Un an… Un an déjà sans publication sur NMH, alors que nous avions juré de relancer la machine. Rien de grave, bien au contraire : les vies se remplissent, les projets se multiplient, les familles s’agrandissent. Forcément, les aventures secondaires passent au second plan — à notre plus grand regret.
Mais parfois, au détour d’un concert, d’un album marquant ou d’une lecture captivante, une étincelle ressurgit. On ressent à nouveau ce besoin irrépressible de partager, d’écrire, de transmettre. C’est exactement ce qui m’a frappé lors du concert de We Stood Like Kings au petit cinéma Le Foyer d’Habay-la-Vieille, en Belgique. Et franchement, quoi de mieux qu’un groupe cher à notre cœur pour reprendre la plume ?

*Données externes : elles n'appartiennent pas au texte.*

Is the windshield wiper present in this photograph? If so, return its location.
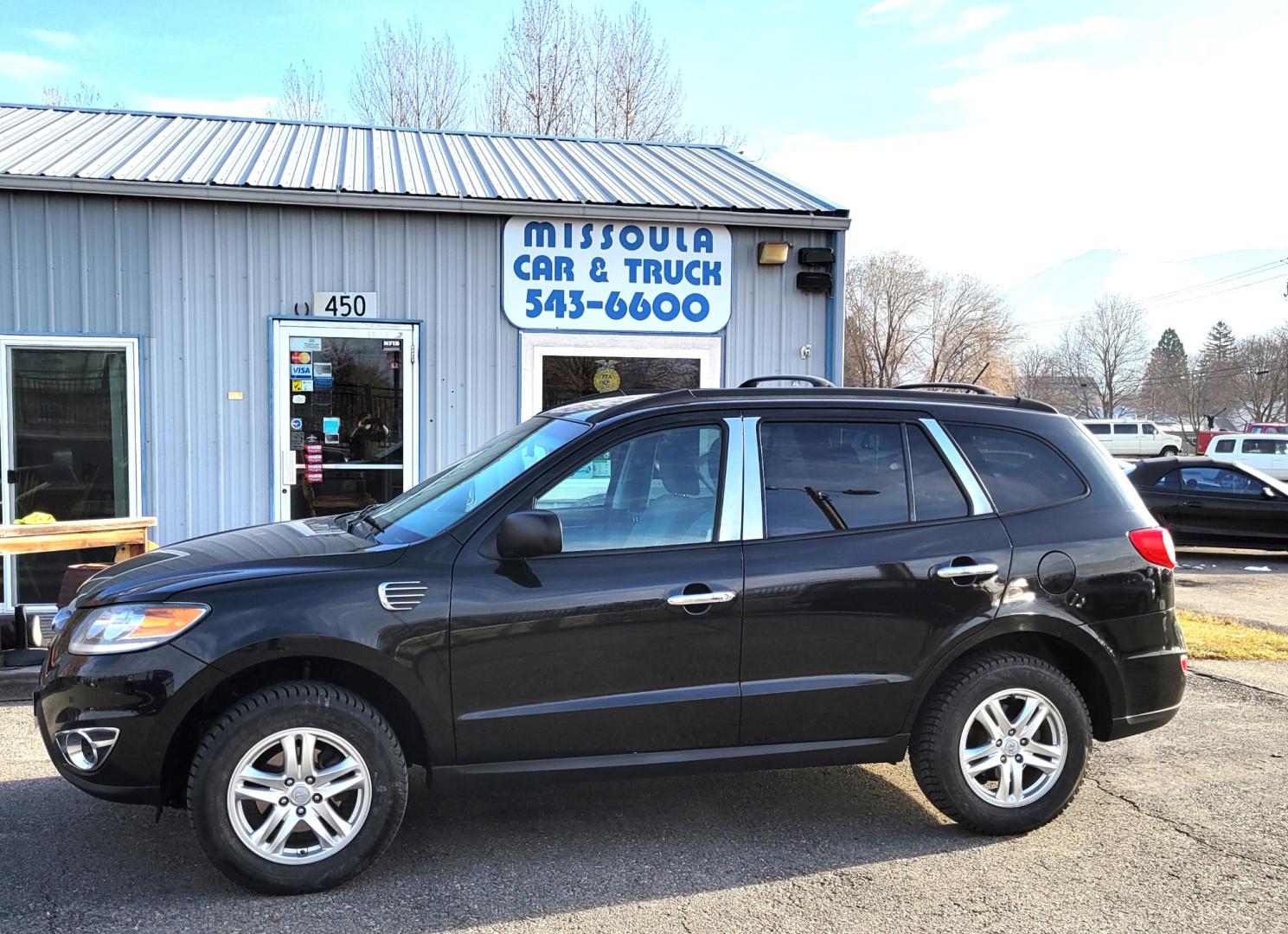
[348,502,385,532]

Car, croyez-moi, Pinocchio mérite largement qu’on s’y attarde. Cet album marque une véritable renaissance pour le groupe belge, porté par l’arrivée d’un nouveau batteur et d’un nouveau guitariste. Tournant radical ? Pas complètement. L’âme de We Stood Like Kings demeure bien ancrée dans ce piano omniprésent, moteur de toute leur identité sonore depuis leurs débuts. Mais le ton change. Plus dense, plus rugueux, Pinocchio libère une énergie brute, presque viscérale, qui transforme leur post-rock d’autrefois en un post-metal habité.
Dès les premiers instants avec « Assassins », la batterie plante un décor percutant qui n’a rien à envier aux mythiques Russian Circles. Les riffs suivent, massifs et envoûtants, sans jamais écraser les harmonies lumineuses du piano qui se voit enrichi de beaux effets sonores, bien plus qu’auparavant.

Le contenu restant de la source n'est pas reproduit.